- Directed by: Kiyoshi Kurosawa
- Starring: Tony Leung Chiu Wai Shota Matsuda Atsuko Maeda
- Distributed by: Prenom H Shochiku
- Country: Japan
- Language: Mandarin
- Budget: $10 million

= 1905 (film) =

1905 (一九〇五, Ichi Kyū Zero Go) is a Japanese film that was to be directed by Kiyoshi Kurosawa and starring Tony Leung Chiu Wai, Shota Matsuda, and Atsuko Maeda. Originally scheduled to be released in late 2013, on 25 February 2013, it was announced that production of the film had been cancelled before filming could start due to difficulties with Tony Leung's involvement exacerbated by the Senkaku Islands dispute and the bankruptcy of Prenom H on 20 February 2013.

==Plot==
In 1905, during the waning years of the Qing Dynasty, at a time when numerous Chinese revolutionaries traveled to Japan as students to study modernization, Yan Yunlong (Tony Leung Chiu Wai), a loan shark, travels to Japan to collect overdue debts from five men. Meanwhile, Tamotsu Kato (Shota Matsuda) is a member of Houkokukai, an ultra-nationalist group, who is also searching for the same five men.

==Cast==
- Tony Leung Chiu Wai as Yan Yunlong
- Shota Matsuda as Tamotsu Kato
- Atsuko Maeda

==Production==
Plans for the film were made in 2009. Although the film was a Japanese production, approximately 90% of dialogue was to be in Chinese. Filming was scheduled to start in November 2012, in various locations in Japan and Taiwan.

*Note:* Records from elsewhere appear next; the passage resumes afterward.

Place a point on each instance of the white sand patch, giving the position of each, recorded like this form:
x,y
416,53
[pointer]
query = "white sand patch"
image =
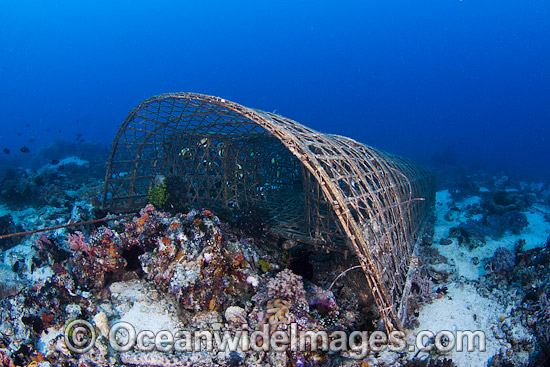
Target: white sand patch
x,y
147,310
535,235
463,308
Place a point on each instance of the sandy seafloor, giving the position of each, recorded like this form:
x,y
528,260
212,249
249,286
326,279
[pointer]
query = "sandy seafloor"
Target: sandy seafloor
x,y
466,304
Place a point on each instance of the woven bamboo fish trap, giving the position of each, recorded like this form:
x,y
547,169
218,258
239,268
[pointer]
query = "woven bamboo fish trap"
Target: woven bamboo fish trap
x,y
320,189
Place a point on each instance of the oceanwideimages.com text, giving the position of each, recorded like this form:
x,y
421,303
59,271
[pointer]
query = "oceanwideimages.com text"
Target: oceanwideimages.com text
x,y
80,336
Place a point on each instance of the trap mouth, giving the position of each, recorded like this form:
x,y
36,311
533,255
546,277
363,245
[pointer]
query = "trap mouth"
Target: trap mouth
x,y
316,188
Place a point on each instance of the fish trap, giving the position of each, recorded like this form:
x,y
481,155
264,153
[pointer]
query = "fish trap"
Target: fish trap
x,y
320,189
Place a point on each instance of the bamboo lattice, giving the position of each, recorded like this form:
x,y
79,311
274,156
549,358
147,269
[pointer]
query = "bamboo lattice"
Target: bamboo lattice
x,y
319,188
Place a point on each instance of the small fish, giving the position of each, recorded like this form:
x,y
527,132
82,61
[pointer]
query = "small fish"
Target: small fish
x,y
203,142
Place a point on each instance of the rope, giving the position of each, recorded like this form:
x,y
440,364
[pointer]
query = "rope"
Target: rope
x,y
65,226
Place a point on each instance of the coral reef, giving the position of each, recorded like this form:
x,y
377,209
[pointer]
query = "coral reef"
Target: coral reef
x,y
286,285
502,262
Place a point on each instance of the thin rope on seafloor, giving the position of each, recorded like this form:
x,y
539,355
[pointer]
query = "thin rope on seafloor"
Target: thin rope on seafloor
x,y
66,226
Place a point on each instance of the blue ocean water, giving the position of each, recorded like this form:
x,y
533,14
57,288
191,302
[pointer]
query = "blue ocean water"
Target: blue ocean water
x,y
441,82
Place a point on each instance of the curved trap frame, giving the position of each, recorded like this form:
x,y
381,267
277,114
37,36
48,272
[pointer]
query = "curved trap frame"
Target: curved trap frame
x,y
319,188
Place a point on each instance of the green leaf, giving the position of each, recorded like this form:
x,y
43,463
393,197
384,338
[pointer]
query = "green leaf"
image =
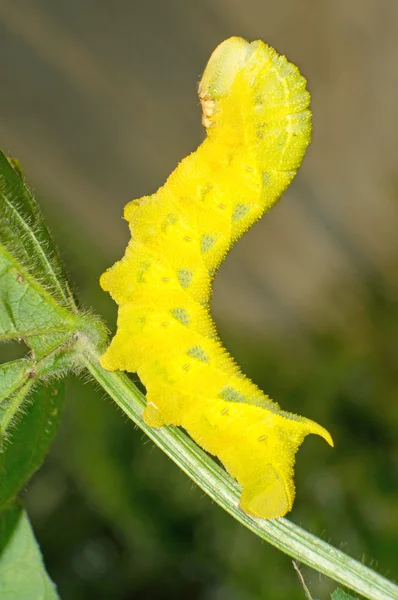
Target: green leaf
x,y
36,305
26,308
30,436
342,595
22,572
26,237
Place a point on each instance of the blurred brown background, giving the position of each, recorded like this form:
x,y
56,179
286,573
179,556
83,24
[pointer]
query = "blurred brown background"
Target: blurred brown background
x,y
98,100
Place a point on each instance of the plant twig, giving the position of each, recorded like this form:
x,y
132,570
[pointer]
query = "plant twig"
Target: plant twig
x,y
212,479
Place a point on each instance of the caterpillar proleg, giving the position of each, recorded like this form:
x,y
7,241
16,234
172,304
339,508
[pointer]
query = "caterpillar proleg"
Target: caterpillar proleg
x,y
255,110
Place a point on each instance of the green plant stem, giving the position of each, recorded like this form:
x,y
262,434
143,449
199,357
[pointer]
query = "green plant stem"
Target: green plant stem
x,y
216,482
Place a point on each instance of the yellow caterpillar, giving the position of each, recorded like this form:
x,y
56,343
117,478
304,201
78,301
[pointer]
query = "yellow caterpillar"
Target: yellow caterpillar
x,y
255,110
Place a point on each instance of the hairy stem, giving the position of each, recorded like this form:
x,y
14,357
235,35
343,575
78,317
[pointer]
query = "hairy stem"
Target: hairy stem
x,y
281,533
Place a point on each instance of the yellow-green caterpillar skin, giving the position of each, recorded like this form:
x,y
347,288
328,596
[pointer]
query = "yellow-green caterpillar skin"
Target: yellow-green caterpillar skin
x,y
255,110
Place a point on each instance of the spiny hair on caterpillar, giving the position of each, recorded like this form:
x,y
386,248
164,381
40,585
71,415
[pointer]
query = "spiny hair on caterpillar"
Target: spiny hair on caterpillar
x,y
256,112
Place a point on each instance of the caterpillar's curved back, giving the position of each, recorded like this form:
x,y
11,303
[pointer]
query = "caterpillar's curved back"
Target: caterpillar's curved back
x,y
255,110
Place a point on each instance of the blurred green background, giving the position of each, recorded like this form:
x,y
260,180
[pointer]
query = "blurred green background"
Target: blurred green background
x,y
98,100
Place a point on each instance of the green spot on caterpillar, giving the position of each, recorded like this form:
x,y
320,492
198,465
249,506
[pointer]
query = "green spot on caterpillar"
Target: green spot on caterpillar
x,y
184,277
198,353
207,242
169,220
181,315
141,270
240,211
255,108
232,395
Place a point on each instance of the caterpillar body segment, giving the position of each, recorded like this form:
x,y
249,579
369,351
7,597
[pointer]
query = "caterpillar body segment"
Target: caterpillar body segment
x,y
255,110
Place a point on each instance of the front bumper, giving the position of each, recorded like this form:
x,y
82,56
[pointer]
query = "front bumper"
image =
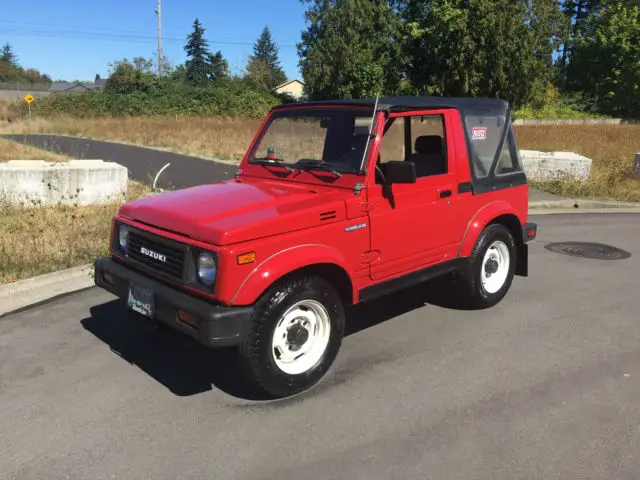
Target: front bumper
x,y
211,325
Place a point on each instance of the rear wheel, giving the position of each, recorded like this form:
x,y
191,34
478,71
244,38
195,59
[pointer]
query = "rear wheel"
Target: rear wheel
x,y
491,267
294,336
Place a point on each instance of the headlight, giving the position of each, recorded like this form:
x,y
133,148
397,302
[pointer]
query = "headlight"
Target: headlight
x,y
123,234
206,268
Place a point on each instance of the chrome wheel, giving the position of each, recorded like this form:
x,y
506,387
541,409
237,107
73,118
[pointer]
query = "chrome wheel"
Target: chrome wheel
x,y
301,337
495,267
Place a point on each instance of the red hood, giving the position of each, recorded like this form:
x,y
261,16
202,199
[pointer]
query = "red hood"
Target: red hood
x,y
239,210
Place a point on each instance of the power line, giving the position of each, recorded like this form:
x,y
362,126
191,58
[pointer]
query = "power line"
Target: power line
x,y
113,35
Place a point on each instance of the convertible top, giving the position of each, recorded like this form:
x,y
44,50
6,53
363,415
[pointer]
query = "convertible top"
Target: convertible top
x,y
472,105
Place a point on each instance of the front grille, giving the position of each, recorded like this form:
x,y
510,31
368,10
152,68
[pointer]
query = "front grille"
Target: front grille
x,y
162,256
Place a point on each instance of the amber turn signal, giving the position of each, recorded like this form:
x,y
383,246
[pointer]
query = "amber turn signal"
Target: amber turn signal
x,y
246,258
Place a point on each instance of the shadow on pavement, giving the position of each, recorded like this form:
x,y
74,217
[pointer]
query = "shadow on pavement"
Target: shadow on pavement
x,y
187,368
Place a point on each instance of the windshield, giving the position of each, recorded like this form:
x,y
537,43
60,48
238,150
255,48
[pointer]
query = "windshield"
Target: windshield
x,y
306,137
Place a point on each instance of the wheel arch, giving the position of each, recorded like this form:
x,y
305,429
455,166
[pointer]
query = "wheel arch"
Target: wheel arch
x,y
500,213
329,265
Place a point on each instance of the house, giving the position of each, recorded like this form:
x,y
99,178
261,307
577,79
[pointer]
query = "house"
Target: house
x,y
294,88
76,87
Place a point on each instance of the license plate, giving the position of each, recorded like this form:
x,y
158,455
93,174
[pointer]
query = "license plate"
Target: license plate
x,y
141,300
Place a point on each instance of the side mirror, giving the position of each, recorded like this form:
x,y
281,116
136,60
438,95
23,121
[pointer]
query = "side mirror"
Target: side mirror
x,y
400,172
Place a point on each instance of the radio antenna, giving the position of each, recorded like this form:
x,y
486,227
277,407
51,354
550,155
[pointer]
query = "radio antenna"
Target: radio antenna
x,y
373,119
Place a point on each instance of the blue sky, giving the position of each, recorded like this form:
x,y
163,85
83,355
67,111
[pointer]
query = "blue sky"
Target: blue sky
x,y
74,39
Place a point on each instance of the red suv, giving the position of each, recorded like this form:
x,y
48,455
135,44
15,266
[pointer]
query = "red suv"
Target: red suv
x,y
334,203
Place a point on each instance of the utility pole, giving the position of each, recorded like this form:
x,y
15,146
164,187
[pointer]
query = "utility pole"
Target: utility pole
x,y
159,13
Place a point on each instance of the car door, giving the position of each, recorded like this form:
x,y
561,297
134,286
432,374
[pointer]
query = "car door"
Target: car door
x,y
409,228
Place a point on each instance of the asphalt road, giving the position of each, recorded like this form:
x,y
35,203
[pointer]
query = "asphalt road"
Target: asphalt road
x,y
544,386
143,163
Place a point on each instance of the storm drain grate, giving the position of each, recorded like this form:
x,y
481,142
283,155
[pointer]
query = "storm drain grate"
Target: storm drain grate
x,y
596,251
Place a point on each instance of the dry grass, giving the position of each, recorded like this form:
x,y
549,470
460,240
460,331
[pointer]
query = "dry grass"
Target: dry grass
x,y
17,151
611,147
224,139
35,241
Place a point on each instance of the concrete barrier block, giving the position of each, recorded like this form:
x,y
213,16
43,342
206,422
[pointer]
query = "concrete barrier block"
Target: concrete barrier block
x,y
555,165
77,182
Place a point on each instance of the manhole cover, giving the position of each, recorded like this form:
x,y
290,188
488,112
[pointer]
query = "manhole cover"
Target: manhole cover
x,y
597,251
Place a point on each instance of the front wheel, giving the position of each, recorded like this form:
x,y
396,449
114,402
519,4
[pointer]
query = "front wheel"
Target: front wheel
x,y
294,336
491,267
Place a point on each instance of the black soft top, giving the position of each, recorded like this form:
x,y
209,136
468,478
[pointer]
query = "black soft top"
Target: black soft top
x,y
471,105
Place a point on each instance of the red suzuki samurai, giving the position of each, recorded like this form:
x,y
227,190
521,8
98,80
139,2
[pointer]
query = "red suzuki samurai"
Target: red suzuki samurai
x,y
334,203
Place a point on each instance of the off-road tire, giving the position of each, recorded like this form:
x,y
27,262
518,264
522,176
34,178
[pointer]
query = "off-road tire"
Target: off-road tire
x,y
474,294
255,353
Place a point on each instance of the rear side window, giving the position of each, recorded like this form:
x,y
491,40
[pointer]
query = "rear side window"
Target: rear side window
x,y
484,136
509,160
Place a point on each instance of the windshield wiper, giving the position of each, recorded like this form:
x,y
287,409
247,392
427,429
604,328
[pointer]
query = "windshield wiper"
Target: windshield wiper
x,y
313,164
274,161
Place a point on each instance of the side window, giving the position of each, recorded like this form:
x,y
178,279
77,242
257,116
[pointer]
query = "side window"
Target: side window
x,y
484,133
429,151
392,146
419,139
508,161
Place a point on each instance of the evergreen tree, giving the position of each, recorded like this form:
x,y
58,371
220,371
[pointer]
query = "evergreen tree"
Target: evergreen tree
x,y
218,66
351,49
265,61
9,56
606,60
500,48
197,65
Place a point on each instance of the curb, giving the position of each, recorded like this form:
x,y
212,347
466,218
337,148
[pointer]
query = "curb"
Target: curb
x,y
582,204
36,290
583,211
27,293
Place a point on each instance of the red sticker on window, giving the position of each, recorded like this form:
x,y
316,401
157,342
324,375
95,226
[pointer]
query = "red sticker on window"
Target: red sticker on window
x,y
479,133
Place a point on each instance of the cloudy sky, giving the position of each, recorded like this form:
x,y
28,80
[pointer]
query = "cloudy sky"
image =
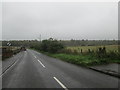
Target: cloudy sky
x,y
60,20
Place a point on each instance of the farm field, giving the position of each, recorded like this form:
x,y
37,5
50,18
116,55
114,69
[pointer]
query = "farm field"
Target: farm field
x,y
109,48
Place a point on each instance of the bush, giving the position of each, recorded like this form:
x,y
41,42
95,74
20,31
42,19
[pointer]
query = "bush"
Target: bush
x,y
51,46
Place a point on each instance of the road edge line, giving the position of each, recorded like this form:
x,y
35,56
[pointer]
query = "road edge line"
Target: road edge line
x,y
63,86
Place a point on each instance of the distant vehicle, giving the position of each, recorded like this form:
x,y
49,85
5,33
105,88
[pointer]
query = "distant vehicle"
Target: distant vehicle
x,y
23,49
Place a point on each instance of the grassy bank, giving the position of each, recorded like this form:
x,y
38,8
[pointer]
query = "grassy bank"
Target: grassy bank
x,y
88,58
85,60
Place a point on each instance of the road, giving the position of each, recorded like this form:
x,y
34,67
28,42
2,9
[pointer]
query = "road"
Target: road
x,y
35,70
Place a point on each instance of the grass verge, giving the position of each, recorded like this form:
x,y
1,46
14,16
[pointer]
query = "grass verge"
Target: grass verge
x,y
83,60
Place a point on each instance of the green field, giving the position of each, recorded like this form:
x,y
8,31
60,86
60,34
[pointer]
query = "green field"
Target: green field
x,y
88,59
109,48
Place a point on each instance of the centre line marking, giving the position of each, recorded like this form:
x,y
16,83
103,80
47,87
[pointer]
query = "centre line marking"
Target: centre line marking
x,y
41,63
60,83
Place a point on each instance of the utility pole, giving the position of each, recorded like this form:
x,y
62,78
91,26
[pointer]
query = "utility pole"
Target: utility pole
x,y
40,37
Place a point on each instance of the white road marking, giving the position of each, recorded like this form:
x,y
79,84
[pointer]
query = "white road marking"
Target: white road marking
x,y
60,83
35,56
8,68
41,63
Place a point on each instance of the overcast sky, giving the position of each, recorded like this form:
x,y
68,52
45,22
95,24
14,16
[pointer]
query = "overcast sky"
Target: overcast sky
x,y
27,20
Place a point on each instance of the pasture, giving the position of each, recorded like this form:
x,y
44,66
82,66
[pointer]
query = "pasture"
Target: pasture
x,y
109,48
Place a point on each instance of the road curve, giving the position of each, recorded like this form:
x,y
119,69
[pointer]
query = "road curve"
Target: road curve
x,y
35,70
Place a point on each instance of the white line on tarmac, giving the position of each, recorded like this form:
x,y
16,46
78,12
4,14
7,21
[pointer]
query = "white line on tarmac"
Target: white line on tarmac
x,y
35,56
41,63
63,86
8,68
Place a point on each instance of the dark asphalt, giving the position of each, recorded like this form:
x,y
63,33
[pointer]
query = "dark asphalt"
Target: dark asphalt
x,y
28,72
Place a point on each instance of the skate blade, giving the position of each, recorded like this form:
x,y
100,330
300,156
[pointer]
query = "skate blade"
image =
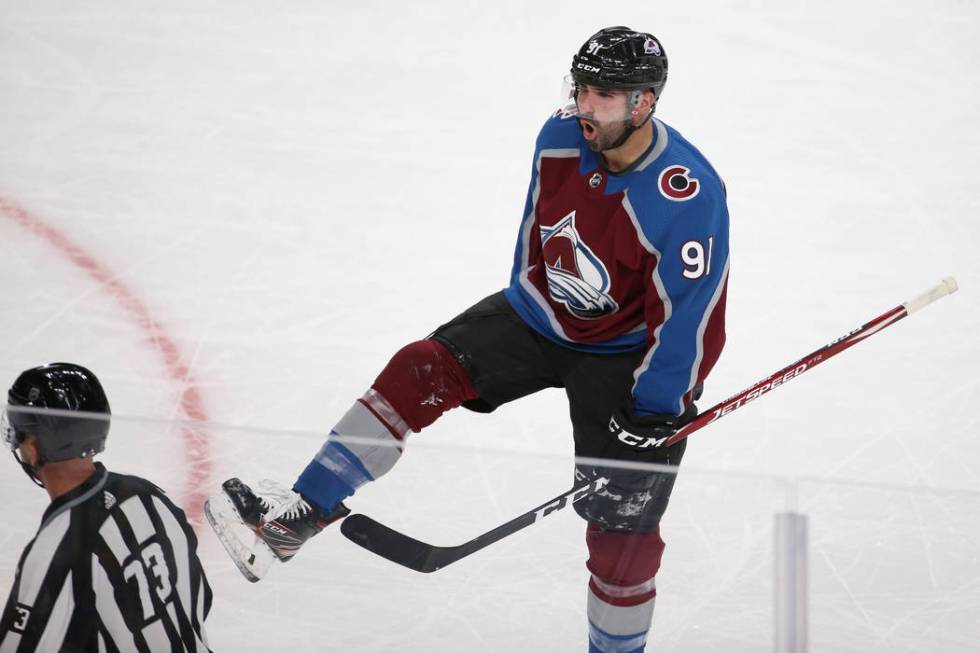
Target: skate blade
x,y
251,555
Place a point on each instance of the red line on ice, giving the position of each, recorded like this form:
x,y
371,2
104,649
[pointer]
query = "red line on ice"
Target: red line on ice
x,y
194,440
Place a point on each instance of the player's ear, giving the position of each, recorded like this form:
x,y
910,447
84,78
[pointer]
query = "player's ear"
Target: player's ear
x,y
28,450
645,104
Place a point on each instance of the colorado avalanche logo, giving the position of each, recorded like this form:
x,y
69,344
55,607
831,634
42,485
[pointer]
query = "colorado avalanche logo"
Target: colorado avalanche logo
x,y
576,276
676,183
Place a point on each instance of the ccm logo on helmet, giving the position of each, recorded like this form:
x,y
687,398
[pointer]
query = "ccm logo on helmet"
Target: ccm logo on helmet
x,y
676,183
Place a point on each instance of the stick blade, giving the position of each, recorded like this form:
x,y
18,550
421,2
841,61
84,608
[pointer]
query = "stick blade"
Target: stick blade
x,y
390,544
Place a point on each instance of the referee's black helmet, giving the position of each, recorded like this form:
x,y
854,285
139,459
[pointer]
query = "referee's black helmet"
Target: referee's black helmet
x,y
63,406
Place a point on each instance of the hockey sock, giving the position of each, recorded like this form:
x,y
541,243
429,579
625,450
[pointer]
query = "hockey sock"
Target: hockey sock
x,y
622,591
421,382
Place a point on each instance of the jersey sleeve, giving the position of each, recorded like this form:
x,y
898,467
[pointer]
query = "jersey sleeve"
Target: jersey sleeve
x,y
685,298
41,604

The film was scheduled to be released in Fall 2013. During the filming process, the set in Taiwan was to recreate Yokohama as it appeared in 1905. The film was backed by Hong Kong-based film studio Sil-Metropole, and was to be co-distributed by Shochiku and Prenom H. The project was estimated to cost $10 million, and was Kurosawa's largest film to date.